Psychology

Psychology

NOTE: “Leadership Reflections” shares views of the different members of the University Leadership Council on matters related to campus life and the operations of the University. As well, it features opinions on issues of national and/or international relevance.

The Psychology of Knowledge Management
By
Dr. Betsy Joy B. Tan, Vice President for Academic Affairs
(
Message delivered during the 10th Psychology Forum)

In 1959, American management guru Peter Drucker, may have given us the typology of knowledge in our technology-driven Knowledge Economy today; but it is also the same technology that has made us unable to cope with an unprecedented knowledge explosion.  Together with unprecedented changes in climate patterns, the combination has left man with escalating mental health issues that require the immense knowledge management essential in the psychodynamics of healing and recovery.

For another time in recent history, welcome back to Silliman University, to this 10th Psychology Regional Forum on “rebuilding lives; rebuilding communities”… where a few months back, our province was at the center of an earthquake that tested our coping skills to the limit as we helped our fellowmen who were victims of this natural disaster!

Where then should psychologists go to refresh, replenish, and restore their knowledge confidence except back to the academe, the center of knowledge, the community of knowledge workers?

It is also on this happy note that Silliman University welcomes you to this seminar-workshops on ‘Mental Health’ and ‘Trauma Healing & Recovery’ – two mental-behavioral concerns on top of the list because of technology, the same technology that has given us media where even the international cartoon network feeds our children with daily doses of violence in the guise of entertainment; the same dosage for adults in the guise of entertaining lifestyle shows and reality news stories.
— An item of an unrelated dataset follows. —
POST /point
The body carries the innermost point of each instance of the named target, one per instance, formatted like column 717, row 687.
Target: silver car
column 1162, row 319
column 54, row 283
With subtle messages in narcissism and other self-promotion gimmicks – and compounded by the unpredictability, frequency, and volatility modes of environmental changes –  technology as media has indeed put man in the center of mental-behavioral storms that overwhelm, that strike at the inner core of our EQ …causing us awkward moments as we cope!

Welcome then to what we can all look forward to as a defining moment in our desire to dig deeper into the typology of our knowledge work as practitioners in psychology –  for as knowledge cannot simply be stored but must always be assimilated to establish newer neural connections . . . like forensic nursing, forensic psychology, or forensic mental health,  let us all be guided and confident as we borrow from an international online learning community, Walden University, their typology of social change as a “deliberate process of creating and applying ideas, strategies, and actions to promote the worth, dignity, and development of individuals and communities alike!”